Taranaki campground has views and development potential

4:59 AM Wednesday May 4, 2016 Paul Charman

The Seaview Motor Camp at Awakino is a popular beach front holiday park.

A popular seafront holiday park, located where many a south-bound Aucklander pauses for an early glimpse of Mt Taranaki, is on the market for sale.

Seaview Motor Camp draws positive comments online, uploaded by many extolling friendly service and wild west coast scenery.

Yet caravan-users, motorhome enthusiasts, tenters and cabin stayers are outnumbered by those who merely pause a long drive south at the rest area adjoining the holiday park.

This group may order a coffee, use rest rooms or stroll along the iron-sand surf beach, as they gaze toward distant Mt Taranaki.

Whatever the motive for stopping, the experience of folk visiting this SH3 locality — between Awakino and Mokau — could soon be enhanced.

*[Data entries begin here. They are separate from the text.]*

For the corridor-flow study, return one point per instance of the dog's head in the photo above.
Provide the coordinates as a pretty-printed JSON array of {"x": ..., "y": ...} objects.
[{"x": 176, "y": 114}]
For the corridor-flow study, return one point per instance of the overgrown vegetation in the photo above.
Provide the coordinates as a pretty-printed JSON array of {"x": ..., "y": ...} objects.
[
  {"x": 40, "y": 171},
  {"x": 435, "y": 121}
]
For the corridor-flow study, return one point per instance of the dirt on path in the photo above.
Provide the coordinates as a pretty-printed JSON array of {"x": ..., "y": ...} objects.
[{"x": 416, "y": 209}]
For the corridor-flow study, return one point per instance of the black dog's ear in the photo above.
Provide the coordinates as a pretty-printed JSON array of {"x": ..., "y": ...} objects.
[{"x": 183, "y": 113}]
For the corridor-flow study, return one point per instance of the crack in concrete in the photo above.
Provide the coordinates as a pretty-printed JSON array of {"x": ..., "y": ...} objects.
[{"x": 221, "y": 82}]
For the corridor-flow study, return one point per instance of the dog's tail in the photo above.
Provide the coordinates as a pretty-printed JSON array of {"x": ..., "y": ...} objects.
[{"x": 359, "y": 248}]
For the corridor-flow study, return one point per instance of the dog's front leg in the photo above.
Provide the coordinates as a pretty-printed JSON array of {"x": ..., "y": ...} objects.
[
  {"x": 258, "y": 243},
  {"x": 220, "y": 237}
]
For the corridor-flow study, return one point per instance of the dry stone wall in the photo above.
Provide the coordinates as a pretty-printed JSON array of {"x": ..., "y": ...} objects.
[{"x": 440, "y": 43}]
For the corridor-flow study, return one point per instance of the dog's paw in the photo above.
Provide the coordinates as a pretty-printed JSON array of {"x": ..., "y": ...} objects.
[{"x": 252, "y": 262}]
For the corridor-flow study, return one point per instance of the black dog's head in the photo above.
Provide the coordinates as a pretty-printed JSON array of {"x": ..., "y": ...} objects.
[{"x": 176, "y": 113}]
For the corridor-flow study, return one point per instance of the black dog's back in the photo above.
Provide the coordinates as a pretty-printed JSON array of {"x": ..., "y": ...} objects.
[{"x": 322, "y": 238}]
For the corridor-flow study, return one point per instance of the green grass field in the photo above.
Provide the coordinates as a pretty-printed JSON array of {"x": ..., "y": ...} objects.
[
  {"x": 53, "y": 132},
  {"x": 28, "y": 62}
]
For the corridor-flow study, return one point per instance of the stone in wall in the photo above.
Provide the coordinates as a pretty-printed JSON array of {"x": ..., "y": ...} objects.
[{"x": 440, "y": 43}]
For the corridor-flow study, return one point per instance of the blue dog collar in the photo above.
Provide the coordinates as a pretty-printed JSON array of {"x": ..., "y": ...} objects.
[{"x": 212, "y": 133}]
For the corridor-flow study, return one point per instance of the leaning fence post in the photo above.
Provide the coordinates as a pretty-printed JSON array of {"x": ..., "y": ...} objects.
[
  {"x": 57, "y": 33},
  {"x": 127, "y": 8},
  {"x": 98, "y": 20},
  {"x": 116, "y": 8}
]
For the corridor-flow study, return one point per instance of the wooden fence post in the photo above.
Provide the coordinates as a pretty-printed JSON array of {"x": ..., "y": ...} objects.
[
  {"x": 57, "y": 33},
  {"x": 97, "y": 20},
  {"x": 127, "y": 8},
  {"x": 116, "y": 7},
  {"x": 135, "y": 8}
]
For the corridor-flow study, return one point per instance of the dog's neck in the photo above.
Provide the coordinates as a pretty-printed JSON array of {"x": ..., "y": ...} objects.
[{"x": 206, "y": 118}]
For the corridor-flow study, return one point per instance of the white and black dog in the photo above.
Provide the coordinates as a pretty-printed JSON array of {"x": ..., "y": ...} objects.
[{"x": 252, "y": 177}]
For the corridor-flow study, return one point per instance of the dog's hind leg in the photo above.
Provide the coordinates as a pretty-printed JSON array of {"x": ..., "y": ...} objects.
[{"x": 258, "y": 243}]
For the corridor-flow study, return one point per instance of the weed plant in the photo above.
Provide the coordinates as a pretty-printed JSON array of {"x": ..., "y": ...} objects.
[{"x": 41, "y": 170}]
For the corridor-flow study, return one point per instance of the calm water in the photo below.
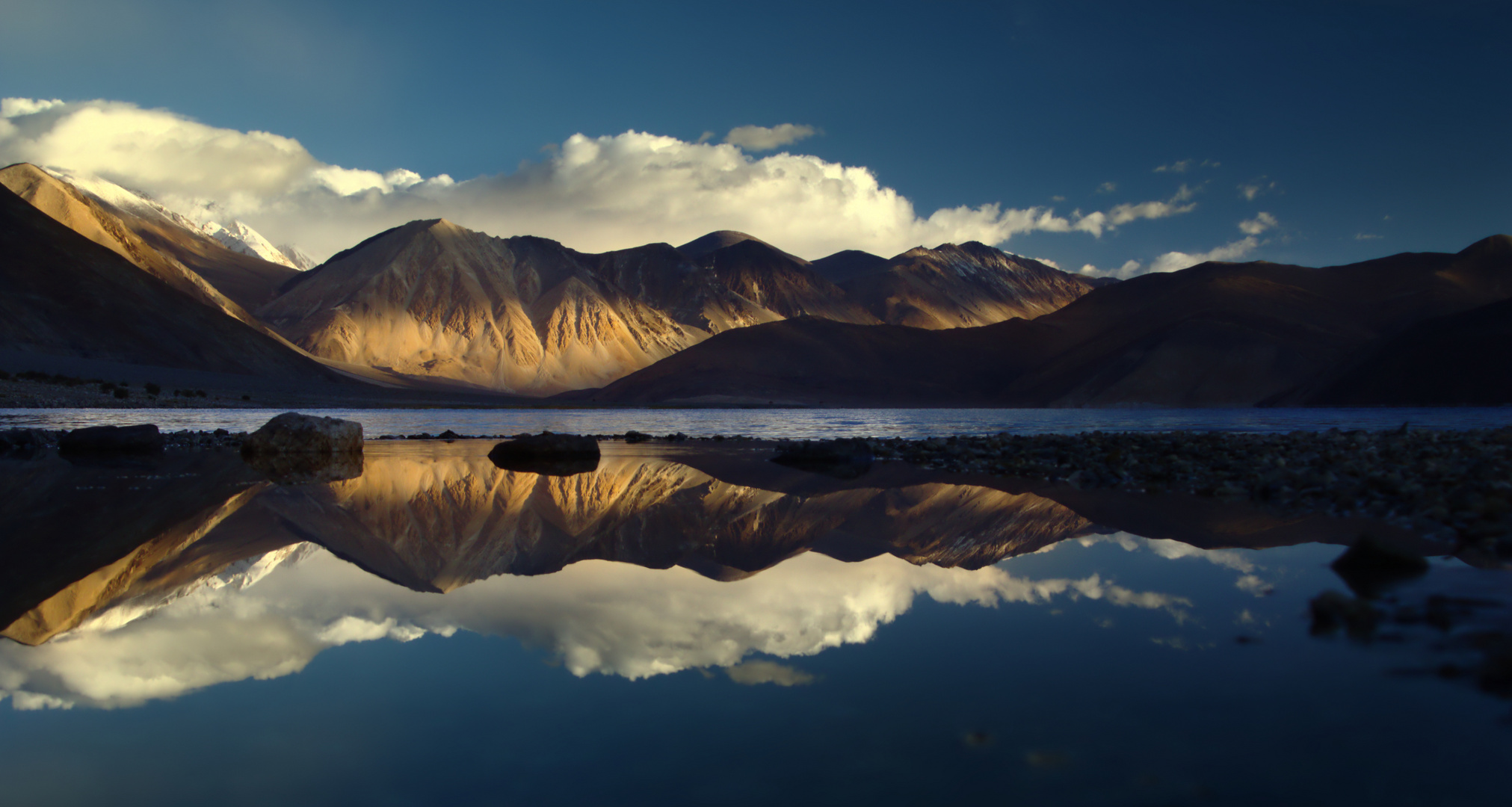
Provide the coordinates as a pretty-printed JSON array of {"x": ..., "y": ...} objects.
[
  {"x": 790, "y": 424},
  {"x": 681, "y": 628}
]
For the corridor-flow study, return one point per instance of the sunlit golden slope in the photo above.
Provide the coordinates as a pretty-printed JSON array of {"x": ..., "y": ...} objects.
[{"x": 434, "y": 300}]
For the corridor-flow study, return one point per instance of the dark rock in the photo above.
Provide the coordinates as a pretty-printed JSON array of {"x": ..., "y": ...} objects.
[
  {"x": 1334, "y": 610},
  {"x": 839, "y": 458},
  {"x": 23, "y": 443},
  {"x": 548, "y": 454},
  {"x": 1370, "y": 567},
  {"x": 144, "y": 439},
  {"x": 306, "y": 467}
]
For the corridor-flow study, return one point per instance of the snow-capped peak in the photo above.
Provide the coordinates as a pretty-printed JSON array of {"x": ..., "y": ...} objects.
[
  {"x": 239, "y": 238},
  {"x": 235, "y": 236}
]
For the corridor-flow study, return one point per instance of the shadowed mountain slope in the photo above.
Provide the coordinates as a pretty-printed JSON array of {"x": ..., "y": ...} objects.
[
  {"x": 102, "y": 223},
  {"x": 67, "y": 295},
  {"x": 156, "y": 239},
  {"x": 1215, "y": 334},
  {"x": 847, "y": 263},
  {"x": 1455, "y": 360},
  {"x": 821, "y": 362},
  {"x": 720, "y": 239},
  {"x": 780, "y": 283},
  {"x": 959, "y": 286}
]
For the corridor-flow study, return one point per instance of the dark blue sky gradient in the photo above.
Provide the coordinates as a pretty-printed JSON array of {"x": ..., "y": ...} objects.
[{"x": 1357, "y": 111}]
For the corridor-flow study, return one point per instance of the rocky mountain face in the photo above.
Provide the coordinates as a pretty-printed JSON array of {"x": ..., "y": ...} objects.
[
  {"x": 102, "y": 223},
  {"x": 69, "y": 295},
  {"x": 1452, "y": 360},
  {"x": 523, "y": 315},
  {"x": 1218, "y": 334},
  {"x": 959, "y": 286},
  {"x": 431, "y": 303},
  {"x": 235, "y": 260},
  {"x": 780, "y": 283},
  {"x": 434, "y": 300}
]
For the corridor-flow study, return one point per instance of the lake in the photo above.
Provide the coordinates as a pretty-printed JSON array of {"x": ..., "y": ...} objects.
[
  {"x": 697, "y": 626},
  {"x": 792, "y": 424}
]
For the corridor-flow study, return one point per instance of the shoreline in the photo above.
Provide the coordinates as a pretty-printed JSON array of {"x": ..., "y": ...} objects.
[{"x": 1444, "y": 486}]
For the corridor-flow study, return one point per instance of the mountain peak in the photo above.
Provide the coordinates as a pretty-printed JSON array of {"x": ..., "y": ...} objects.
[
  {"x": 1488, "y": 247},
  {"x": 718, "y": 239}
]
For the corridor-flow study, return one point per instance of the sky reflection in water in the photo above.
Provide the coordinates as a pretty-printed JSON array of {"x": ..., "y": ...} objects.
[{"x": 1073, "y": 662}]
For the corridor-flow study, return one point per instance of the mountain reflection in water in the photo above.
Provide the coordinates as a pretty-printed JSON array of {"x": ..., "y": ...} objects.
[{"x": 649, "y": 564}]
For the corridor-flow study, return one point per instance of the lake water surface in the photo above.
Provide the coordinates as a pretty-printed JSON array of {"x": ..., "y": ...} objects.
[
  {"x": 793, "y": 424},
  {"x": 684, "y": 626}
]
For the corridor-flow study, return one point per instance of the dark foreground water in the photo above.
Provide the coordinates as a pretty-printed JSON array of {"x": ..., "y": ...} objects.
[
  {"x": 792, "y": 424},
  {"x": 684, "y": 628}
]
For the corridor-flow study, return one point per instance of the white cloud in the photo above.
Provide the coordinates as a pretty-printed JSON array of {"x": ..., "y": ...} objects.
[
  {"x": 1256, "y": 188},
  {"x": 1129, "y": 212},
  {"x": 762, "y": 671},
  {"x": 1257, "y": 226},
  {"x": 593, "y": 194},
  {"x": 761, "y": 138}
]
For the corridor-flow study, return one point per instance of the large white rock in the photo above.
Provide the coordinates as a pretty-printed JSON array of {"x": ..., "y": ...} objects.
[{"x": 294, "y": 433}]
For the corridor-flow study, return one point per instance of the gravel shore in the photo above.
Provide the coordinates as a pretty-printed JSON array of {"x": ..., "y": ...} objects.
[{"x": 1451, "y": 486}]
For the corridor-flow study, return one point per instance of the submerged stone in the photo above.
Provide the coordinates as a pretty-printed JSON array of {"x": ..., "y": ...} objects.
[
  {"x": 841, "y": 458},
  {"x": 294, "y": 433},
  {"x": 548, "y": 454}
]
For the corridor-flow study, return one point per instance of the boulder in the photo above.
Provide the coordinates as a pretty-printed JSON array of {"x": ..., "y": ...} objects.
[
  {"x": 143, "y": 439},
  {"x": 294, "y": 433},
  {"x": 546, "y": 452},
  {"x": 307, "y": 467},
  {"x": 1371, "y": 567},
  {"x": 841, "y": 458},
  {"x": 23, "y": 443},
  {"x": 294, "y": 449}
]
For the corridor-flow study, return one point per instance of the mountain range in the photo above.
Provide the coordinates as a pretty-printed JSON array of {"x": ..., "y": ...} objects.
[{"x": 732, "y": 319}]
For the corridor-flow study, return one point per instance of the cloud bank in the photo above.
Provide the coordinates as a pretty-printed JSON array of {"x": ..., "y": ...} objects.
[
  {"x": 1173, "y": 262},
  {"x": 593, "y": 194},
  {"x": 595, "y": 617},
  {"x": 761, "y": 138}
]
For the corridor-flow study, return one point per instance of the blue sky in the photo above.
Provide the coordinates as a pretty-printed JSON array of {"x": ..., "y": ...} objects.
[{"x": 1364, "y": 127}]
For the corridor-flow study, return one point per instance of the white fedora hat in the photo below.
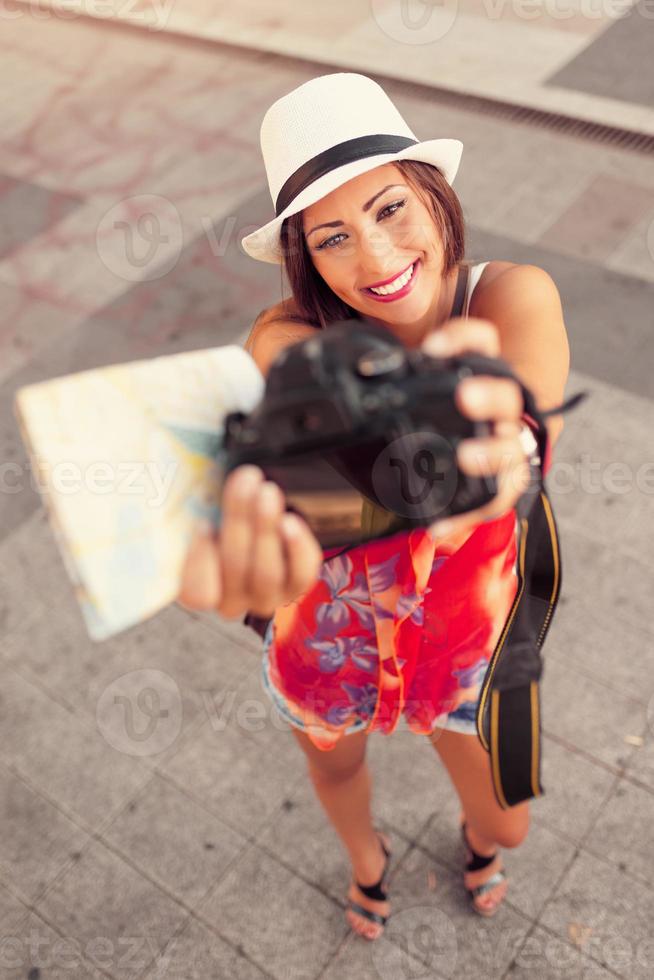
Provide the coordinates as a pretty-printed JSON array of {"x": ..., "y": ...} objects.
[{"x": 333, "y": 128}]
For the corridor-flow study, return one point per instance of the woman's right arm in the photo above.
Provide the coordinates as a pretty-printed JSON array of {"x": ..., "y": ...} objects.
[{"x": 261, "y": 557}]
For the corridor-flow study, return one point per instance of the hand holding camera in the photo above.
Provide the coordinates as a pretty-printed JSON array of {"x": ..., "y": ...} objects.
[{"x": 253, "y": 563}]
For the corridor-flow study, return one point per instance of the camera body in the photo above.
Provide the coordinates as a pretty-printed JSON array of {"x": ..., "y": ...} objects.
[{"x": 355, "y": 408}]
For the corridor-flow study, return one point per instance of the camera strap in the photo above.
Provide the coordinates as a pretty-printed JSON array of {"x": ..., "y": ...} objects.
[{"x": 508, "y": 712}]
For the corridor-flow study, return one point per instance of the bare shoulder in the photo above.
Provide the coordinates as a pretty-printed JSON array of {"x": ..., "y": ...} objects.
[
  {"x": 275, "y": 328},
  {"x": 505, "y": 285}
]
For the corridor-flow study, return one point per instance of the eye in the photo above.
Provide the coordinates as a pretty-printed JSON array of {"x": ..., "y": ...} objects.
[
  {"x": 396, "y": 204},
  {"x": 333, "y": 243}
]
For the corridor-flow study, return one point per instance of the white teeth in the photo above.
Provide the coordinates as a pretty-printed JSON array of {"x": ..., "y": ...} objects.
[{"x": 392, "y": 287}]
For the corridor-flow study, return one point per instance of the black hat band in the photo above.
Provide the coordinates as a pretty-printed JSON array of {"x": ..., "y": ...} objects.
[{"x": 337, "y": 156}]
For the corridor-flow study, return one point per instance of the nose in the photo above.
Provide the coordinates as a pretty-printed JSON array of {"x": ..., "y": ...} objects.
[{"x": 378, "y": 256}]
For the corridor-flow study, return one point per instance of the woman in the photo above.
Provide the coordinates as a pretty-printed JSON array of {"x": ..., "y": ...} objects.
[{"x": 367, "y": 224}]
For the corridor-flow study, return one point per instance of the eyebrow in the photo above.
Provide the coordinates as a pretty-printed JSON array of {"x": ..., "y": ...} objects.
[{"x": 366, "y": 207}]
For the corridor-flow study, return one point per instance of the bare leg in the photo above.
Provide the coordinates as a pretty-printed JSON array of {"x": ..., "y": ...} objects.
[
  {"x": 342, "y": 783},
  {"x": 487, "y": 824}
]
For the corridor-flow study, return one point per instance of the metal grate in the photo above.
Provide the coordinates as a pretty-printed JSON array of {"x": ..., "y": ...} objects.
[{"x": 627, "y": 139}]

Alan Johnston and Iain Taylor, of Bayleys Taranaki — who are selling the freehold property through a tender process closing on May 12 — point to moves now under way to better utilise its 4.39ha land area.

Waitomo District Council has signed off plans for the creation at the site of up to 24 permanent freehold dwellings and a 50-seater cafe available for public use.

“As well as this, the potential to enhance camping facilities — comprising 64 powered caravan sites, 30 tent sites, six cabins, and two bigger-sized flats — seems to be huge,” says Johnston.


An aerial view of Seaview Motor Camp on State Highway 3 an hour from New Plymouth.

During peak summer season over Christmas and New Year, the campground accommodates up to 540 guests a night – with more than a dozen caravans left in permanent residency by mostly Waikato or Taranaki-based owners, he says.

“Guest numbers also swell over the whitebait season throughout October, when hardcore whitebaiters take up their favourite spots on the nearby Awakino River, one of the richest sources of whitebait in the North Island.”

The campground comes complete with permanent structures including a three-bedroom owner/manager’s house, a camp management office, a laundry block with coin-operated washers and dryers, a separate toilet and shower block, and six basic cabins. It is staffed by two people year-round.

“There is the obvious potential for a new owner to develop a ‘glamping’ side to the business — as this niche sector of the tourism sector is virtually untapped in Taranaki,” Johnston says.

“Unpowered camping sites now rent for $16 per-person per-night night, while powered sites are charged at $18 per-person per-night. The future is about developing the number of night stays during the summer shoulder periods,” he says.

“The location attracts clientele from Taranaki, the lower reaches of the Waikato and the King Country. Several weddings and large family functions have been held under large marquees over the years. Also, the six current fixed cabins could be modernised or upgraded to increase their yields and offer a higher standard of accommodation.”


The motor camp has cabins and permanent caravan sites.

Johnston sees opportunity to consolidate the camping facilities into a more compressed area, allowing for the creation of residential homes on the site.

Under the newly issued consent, the 24 new lots will range in size from 193-324sq m, broken down into five precincts, leaving the potential to develop some or all of the neighbourhoods, either in one go, or over a staged process.

“The building consent allows for the construction of dwellings up to nine metres above ground level, meaning they could feature elevated ground floors, and have potential for roof decks.

“Under the right ownership model — already operating in some of Auckland and Queenstown’s premium hotels and at timeshare blocks elsewhere – dwellings could be placed into a management pool administered by a new owner, with profits returned to the unit owners.”

The Waitomo District Council consent approves construction of a cafe at the southern tip of the current camp site, with unobstructed views of the North Taranaki coastline.

“With the right design, the cafe could double as a function venue, complementing development of improved accommodation options immediately adjacent. In effect, Seaview Motor Camp could become a one-stop hospitality destination,” Johnston says.

“SH3 carries an average of about 2000 vehicles per day. It is the main route linking Waikato and Taranaki.

“The campground is an hour north of New Plymouth, or an hour west of Te Kuiti and the popular Waitomo Caves.”